Mijoo, yavaş adımlarla Jimin'e yaklaşınca kendinden emin bakışlarla onu izledi.

Kesinlikle çok beğenmiş olmalıydı.

Mijoo biraz daha yaklaştı ve tam önünde durdu.

"SEN HAYATIMDA GÖRDÜĞÜM EN GERİZEKALI İNSANSIN. TEK HÜCRELİ AMİP ÖGLENASI!"

Fakat Jimin, Mijoo'nun o yavaş adımlarla gelişinin dayak yiyeceği için olduğunu tahmin etmemişti.

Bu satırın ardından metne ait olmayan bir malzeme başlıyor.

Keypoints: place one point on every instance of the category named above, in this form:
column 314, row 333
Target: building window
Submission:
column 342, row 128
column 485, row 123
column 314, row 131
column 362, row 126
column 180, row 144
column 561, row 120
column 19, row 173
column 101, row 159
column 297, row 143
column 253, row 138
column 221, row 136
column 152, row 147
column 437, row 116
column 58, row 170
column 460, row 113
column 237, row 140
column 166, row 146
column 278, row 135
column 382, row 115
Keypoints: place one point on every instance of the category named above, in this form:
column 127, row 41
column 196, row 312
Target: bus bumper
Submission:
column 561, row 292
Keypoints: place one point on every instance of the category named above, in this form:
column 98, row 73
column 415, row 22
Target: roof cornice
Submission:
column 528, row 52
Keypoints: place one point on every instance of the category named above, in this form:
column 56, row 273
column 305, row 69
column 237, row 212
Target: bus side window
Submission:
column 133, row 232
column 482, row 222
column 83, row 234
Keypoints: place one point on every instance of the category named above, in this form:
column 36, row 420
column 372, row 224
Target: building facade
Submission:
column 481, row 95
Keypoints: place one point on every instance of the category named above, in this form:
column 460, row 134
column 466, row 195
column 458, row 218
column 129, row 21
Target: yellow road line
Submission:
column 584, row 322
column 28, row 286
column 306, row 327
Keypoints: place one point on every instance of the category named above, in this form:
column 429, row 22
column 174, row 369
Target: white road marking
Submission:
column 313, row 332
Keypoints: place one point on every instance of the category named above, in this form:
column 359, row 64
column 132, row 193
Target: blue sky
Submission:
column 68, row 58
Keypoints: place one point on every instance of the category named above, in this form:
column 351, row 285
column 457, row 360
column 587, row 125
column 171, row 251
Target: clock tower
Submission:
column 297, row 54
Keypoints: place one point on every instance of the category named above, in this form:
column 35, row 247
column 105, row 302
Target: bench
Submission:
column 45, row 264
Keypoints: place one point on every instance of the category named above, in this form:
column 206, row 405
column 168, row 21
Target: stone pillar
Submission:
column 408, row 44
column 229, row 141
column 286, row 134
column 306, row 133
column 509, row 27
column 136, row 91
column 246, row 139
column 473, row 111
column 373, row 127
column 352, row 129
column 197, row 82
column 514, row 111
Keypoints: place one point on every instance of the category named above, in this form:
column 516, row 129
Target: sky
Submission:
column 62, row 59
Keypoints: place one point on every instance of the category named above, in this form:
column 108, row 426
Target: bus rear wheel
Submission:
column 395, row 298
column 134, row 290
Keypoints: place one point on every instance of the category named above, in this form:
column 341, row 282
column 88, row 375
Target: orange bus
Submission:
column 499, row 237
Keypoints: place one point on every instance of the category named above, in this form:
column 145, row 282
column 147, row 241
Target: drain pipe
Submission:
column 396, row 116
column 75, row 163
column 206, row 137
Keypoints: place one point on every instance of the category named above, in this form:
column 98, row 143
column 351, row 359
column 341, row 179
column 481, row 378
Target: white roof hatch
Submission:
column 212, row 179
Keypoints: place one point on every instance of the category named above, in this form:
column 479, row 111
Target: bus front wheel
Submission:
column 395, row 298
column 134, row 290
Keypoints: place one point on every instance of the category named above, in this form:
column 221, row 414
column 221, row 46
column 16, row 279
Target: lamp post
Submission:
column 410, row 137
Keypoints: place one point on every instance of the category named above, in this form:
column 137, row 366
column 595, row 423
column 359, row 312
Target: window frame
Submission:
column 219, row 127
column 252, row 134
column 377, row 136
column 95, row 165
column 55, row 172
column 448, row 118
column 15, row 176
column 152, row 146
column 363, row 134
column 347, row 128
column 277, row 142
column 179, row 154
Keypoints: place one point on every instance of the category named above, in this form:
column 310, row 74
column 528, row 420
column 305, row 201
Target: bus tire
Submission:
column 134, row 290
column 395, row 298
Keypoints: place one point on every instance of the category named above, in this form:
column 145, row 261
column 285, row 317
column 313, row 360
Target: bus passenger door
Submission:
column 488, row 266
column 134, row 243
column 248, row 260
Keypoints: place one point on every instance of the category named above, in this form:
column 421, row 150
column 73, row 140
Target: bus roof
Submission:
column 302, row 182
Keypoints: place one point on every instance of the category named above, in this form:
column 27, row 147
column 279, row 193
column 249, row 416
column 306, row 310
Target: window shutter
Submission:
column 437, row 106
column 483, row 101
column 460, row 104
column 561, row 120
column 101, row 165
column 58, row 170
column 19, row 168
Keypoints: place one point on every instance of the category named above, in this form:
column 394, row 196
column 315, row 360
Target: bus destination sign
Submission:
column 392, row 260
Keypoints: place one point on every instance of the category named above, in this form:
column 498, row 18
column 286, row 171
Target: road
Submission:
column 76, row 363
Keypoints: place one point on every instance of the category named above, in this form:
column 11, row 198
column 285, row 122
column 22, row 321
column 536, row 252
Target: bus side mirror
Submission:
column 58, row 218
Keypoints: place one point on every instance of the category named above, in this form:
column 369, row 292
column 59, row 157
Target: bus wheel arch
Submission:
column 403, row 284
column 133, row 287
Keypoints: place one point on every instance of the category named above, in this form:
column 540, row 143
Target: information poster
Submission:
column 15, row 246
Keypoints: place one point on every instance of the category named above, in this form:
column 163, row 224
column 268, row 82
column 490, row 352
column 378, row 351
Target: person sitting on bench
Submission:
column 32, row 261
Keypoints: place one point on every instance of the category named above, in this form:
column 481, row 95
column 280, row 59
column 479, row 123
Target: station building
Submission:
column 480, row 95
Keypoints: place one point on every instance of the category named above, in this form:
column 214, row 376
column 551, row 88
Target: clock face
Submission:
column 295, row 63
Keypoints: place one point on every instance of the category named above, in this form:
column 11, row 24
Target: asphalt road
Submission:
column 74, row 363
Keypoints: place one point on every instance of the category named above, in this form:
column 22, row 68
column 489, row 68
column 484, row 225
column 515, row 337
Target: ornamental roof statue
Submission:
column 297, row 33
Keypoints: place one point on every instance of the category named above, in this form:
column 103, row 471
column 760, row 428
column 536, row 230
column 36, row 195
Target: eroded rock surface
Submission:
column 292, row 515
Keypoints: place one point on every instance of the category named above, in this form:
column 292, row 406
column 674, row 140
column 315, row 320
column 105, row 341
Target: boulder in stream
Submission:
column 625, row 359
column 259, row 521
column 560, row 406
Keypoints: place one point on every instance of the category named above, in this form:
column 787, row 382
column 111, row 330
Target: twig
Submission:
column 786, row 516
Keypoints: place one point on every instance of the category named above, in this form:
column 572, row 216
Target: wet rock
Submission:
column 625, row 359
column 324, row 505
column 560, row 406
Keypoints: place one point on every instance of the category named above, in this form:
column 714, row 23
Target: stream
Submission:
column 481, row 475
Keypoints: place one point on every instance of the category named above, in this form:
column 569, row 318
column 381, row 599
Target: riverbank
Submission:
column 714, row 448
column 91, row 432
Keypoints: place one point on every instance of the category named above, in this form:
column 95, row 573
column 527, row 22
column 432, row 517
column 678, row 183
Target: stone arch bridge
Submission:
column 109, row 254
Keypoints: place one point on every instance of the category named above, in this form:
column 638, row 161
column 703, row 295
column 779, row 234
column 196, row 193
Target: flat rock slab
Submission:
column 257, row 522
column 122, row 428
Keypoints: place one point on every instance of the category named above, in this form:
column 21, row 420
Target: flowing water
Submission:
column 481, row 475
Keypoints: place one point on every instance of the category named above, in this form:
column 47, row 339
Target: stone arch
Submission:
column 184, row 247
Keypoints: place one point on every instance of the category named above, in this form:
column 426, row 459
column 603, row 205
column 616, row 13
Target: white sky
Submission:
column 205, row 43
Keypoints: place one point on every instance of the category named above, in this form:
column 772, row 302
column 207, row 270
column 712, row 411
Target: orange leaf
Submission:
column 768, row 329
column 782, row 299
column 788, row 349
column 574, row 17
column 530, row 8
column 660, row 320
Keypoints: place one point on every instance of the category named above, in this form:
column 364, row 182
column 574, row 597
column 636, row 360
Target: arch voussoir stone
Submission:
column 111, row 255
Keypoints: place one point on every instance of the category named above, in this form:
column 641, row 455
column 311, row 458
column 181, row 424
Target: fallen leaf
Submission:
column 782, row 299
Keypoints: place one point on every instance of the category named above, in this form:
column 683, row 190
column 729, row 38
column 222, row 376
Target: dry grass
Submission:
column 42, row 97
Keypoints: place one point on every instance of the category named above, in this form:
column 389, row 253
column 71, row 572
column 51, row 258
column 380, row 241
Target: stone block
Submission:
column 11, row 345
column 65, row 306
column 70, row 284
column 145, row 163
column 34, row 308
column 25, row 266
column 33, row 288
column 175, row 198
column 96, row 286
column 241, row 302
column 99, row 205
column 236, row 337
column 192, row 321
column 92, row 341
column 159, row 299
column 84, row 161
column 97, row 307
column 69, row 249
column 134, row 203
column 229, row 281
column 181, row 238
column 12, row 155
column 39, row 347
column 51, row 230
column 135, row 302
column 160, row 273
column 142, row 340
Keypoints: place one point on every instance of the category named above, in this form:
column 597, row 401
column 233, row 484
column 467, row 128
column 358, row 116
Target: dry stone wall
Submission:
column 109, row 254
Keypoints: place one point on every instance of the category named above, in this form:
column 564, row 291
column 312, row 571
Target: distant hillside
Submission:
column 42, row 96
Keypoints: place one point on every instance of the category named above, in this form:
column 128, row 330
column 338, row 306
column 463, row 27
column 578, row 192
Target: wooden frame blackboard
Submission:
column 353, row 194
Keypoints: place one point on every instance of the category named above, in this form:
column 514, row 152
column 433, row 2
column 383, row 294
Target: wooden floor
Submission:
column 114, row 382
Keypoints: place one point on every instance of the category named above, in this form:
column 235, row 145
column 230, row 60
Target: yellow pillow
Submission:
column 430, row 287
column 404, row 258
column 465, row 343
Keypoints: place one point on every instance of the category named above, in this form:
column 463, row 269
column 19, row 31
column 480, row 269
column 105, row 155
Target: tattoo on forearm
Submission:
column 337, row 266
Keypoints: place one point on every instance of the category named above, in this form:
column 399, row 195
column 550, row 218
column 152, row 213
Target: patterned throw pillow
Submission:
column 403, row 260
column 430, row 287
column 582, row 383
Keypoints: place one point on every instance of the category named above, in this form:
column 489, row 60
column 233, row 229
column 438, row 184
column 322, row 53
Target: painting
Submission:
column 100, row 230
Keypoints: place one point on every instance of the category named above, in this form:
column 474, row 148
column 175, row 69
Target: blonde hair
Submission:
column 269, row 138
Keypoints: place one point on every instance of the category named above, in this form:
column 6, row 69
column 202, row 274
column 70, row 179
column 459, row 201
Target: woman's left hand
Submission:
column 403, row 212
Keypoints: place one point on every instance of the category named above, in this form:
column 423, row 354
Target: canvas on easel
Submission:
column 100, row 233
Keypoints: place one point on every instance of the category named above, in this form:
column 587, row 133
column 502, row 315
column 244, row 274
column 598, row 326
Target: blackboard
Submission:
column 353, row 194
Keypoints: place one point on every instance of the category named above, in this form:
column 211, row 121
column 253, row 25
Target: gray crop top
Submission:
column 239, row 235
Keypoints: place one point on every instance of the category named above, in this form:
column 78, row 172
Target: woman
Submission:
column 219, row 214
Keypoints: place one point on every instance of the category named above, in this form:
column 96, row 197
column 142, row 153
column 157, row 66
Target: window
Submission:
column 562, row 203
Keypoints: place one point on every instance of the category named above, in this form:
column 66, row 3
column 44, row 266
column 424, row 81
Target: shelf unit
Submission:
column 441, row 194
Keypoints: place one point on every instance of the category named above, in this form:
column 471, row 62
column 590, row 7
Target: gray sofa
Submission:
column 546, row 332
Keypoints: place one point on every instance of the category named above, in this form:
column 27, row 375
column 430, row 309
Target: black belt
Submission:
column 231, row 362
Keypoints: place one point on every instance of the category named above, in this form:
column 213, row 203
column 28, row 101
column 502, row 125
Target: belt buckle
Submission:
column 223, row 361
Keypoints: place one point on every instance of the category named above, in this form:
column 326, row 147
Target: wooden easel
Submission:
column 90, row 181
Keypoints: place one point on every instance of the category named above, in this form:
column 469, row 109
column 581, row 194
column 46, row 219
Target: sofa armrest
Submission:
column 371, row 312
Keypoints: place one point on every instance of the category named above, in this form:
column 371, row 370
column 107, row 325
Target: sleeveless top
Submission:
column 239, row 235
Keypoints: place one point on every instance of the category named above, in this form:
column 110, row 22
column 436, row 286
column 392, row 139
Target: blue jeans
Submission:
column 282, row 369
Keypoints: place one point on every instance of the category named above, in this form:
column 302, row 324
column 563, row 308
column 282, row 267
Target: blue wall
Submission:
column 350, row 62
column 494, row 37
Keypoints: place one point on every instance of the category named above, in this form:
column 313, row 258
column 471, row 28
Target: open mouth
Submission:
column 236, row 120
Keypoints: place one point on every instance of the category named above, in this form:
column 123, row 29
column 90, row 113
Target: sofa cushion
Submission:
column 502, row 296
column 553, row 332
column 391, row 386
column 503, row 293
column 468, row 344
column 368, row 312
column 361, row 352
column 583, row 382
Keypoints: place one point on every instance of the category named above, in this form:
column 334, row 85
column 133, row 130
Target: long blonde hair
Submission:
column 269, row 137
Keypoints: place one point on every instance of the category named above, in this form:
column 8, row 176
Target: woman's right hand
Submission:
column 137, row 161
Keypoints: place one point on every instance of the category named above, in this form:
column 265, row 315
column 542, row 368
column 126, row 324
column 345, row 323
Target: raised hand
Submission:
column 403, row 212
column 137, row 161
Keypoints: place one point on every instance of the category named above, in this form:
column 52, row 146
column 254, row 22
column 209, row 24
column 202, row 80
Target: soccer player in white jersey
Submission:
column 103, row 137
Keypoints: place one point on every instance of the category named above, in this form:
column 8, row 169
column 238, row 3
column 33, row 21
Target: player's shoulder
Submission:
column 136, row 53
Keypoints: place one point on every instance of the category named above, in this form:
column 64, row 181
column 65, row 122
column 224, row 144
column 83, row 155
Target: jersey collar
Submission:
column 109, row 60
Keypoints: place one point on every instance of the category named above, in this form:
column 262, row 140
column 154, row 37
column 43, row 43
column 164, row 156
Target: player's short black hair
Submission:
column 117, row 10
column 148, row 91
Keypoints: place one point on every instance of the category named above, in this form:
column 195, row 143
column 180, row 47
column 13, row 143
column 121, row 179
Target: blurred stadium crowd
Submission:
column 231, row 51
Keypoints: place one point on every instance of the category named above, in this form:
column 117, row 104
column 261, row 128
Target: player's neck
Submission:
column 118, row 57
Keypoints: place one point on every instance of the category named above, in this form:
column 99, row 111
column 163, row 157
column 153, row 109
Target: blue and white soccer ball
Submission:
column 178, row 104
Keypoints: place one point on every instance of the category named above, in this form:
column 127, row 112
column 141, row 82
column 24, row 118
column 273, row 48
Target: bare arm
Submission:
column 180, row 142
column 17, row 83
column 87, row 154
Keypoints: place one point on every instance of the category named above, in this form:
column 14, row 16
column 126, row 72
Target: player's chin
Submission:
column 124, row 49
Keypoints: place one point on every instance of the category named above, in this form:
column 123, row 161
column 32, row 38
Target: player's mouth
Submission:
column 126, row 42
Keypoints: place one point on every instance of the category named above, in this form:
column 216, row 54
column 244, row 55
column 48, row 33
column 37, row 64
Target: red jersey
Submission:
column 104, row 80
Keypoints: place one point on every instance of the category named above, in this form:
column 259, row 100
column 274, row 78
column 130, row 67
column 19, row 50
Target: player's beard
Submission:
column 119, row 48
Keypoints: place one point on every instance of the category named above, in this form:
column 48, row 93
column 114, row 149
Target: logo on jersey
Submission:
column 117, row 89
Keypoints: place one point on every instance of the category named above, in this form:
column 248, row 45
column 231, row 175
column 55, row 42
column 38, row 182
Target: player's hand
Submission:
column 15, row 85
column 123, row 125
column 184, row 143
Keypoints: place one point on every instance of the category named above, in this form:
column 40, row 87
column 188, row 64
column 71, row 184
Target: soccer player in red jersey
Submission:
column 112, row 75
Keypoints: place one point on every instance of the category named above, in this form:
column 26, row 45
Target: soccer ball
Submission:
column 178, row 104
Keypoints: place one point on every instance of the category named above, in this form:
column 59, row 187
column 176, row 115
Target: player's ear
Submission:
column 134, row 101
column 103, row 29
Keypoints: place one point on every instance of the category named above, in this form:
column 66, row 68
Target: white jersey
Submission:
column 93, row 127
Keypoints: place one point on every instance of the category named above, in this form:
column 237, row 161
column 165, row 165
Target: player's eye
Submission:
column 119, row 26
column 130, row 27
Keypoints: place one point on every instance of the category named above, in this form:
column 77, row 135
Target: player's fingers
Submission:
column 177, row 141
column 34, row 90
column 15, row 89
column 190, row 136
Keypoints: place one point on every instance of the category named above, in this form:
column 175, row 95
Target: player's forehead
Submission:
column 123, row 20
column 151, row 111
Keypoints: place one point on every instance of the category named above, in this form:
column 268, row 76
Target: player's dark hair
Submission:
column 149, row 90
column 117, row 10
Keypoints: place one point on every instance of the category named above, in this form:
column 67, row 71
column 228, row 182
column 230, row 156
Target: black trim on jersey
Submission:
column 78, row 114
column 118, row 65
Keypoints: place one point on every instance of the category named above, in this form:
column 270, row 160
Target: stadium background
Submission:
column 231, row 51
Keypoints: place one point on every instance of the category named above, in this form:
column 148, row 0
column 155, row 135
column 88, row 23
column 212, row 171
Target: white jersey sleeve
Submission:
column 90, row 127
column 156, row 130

Dünyanın yarısını fetheden 150 santim uzunluğundaki Büyük İskender kadar boyu olan -belki biraz daha uzundu?- bu kızdan ciddi ciddi dayak yiyordu ve engel de olamıyordu. Küçük olmasına karşın eli ağırdı. Bir buçuklar böyle olsa gerek diye düşünürken karnına yediği darbeyle iki büklüm oldu ve yere çömelmek zorunda kaldı.

"Nesin sen Candy Crush oynayan +40 yaş üstü falan mı? Anlamıyorum yani ne bu tavırlar? Kaç yaşındayız, 13? SEN YÜZÜME BİLE BAKMAZKEN BEN NELER DÜŞÜNDÜM BİLİYOR MUSUN?" Kulağının dibinde bağıran Mijoo ile karnının ağrısı yavaşça geçmeye başlarken yüzüne baktı. Ağaca yaslanırken üşüdüğünü hissediyordu ki bu gayet normaldi çünkü kara kıç üstü oturuyordu.

Yerden kalkıp küçük çaplı boks maçının ardından bağırmasıyla nefes nefese kalmış vaziyetteki Mijoo'ya yine de gülümseyerek baktı.

"Yine pişkin pişkin gülüyor ya! Aloo, kime diyorum? Altıma sıçtım diyorum, günüm zehir gibi geçti diyorum." Jimin duyduklarıyla üzülse de sadece iki saniye sürmüştü.

"Ha sende böyle yan etkiler bırakıyorum yani." Eğilerek yüzünü Mijoo'nun yüzünün hizasına getirince gözlerinin içine baktı.

Mijoo duyduklarıyla laf çakacaktı, eğer yüz yüze olmasalardı.

"Ne?" Ağzından istemsiz çıkan kelimeyle Jimin'in melodi gibi gelen kahkahasını duydu. Başını iki yana salayıp geri çekildi. Aptal gibi hissediyordu.

"Sıçtığımın gezisine bak sen karabasan gibi çöktü başıma bi bitmek bilmedi, bu ne ya? Daha neleri göreceğim ben?" Mijoo sinirle söylenirken Jimin hemen yanında bitti. "Ya öyle deme şimdi daha buradayız." Mijoo, yanına aniden gelen bedenle irkildi ardından sabır dilenmeye başladı.

"Hem o kadar hazırlık yaptık, yemeğe bile gitmedik ve sen neler yapıyorsun!" Mijoo, kaşlarını kaldırıp inanmayan bakışlarını yolladı. "Ufak at da civcivler yesin. Mina'nın tabak tabak etleri nasıl aşırdığını gördüm. Fakat o an aklım başka yerde olduğundan üstünde durmamıştım. Meğer sizeymiş," dedi ağacın bir kenarındaki boş kaseleri gösterirken. Jimin, suç üstünde yakalanmış gibi şirince gülümsemeye çalıştı.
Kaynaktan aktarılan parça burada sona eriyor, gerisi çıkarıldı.